AWS Database Blog
How AEVI substituted Oracle materialized views fast refresh with AWS DMS when migrating to Amazon Aurora
AEVI took the journey to migrate to AWS. In their own words, “AEVI provides merchant-facing businesses—banks, acquirers, PSPs, ISOs, ISVs, and others—with a platform that enables merchants to run their business smarter by giving them easy access to any payment technology and business solution for the best in-store customer experience. AEVI’s Platform for Smart Merchant Enablement empowers them to upgrade to more agile and data-driven propositions, driving greater efficiency, more innovation, and an improved customer journey across all channels.”
AEVI is always looking to innovate, improve efficiency, and optimize its cost savings. In this post, we describe the solution AEVI used to migrate the data from Oracle Database with fast refresh materialized views to Amazon Aurora PostgreSQL-Compatible Edition with AWS Database Migration Service (AWS DMS). We share a specific test case scenario we encountered during AWS DMS testing to help prevent data loss. This scenario covers a configuration of complex materialized views with a deferred primary key.
Architecture overview
AEVI uses an Oracle Online Back Office (BO) database, which replicates some data to an Oracle reporting database using materialized views with fast refresh. A materialized view is a table segment whose contents are periodically refreshed based on a query, either against a local or remote table. The Oracle BO database was using commercially available off-the-shelf (COTS) products, which were only supported on Oracle, so this database was moved to Amazon Relational Database Service (Amazon RDS) for Oracle Standard Edition. For the transactional database, they chose Aurora PostgreSQL-Compatible. Both of the original databases required Oracle Enterprise Edition (EE) licenses so one of the goals was to minimize costs by removing the need for these licenses.
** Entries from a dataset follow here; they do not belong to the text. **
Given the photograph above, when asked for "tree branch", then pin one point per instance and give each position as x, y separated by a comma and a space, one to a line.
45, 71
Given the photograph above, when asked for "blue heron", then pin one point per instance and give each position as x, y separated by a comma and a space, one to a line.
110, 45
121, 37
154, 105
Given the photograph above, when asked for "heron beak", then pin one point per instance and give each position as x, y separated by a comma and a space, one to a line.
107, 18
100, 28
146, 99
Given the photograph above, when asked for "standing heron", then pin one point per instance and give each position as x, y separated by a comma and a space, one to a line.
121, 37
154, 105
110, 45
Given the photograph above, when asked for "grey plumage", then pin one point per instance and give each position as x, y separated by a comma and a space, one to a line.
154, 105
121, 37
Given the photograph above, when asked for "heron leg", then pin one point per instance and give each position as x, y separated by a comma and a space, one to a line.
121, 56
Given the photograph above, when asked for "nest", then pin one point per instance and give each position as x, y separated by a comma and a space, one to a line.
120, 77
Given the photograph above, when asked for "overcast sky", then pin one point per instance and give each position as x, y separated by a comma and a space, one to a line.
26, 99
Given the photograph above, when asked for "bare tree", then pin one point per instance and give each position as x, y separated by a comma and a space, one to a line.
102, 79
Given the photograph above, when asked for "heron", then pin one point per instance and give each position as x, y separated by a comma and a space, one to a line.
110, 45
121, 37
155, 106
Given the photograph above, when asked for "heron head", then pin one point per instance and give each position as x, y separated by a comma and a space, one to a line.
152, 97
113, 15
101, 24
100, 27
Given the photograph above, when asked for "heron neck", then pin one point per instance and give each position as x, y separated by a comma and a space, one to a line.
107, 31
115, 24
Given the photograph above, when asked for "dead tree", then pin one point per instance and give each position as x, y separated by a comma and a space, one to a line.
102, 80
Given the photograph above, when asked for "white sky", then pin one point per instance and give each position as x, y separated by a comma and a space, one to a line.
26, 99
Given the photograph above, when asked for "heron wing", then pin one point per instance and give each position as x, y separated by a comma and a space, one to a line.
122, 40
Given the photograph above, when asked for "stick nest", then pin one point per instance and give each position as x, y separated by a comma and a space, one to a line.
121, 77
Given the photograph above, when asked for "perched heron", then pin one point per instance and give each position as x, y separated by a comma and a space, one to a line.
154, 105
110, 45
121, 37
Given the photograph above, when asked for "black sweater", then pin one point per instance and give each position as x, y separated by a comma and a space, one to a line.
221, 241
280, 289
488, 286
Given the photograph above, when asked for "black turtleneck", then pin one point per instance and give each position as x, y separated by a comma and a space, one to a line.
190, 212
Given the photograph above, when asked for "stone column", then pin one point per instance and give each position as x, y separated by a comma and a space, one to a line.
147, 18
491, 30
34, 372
The following diagram illustrates the original architecture.
The following diagram illustrates the updated architecture.
The challenges
The first step during the migration was to find a solution for the materialized views fast refresh feature that was used in the Oracle database. PostgreSQL has the materialized views complete refresh option, but not the fast refresh feature. AEVI decided to move materialized views out from the transactional database to the BO RDS for Oracle database. Then they used AWS DMS to replicate materialized views to the Aurora PostgreSQL destination database, where they created the tables with the same names as the source materialized views. This solution worked perfectly, but some scenarios required specific configurations to make sure that there was no data loss or corruption.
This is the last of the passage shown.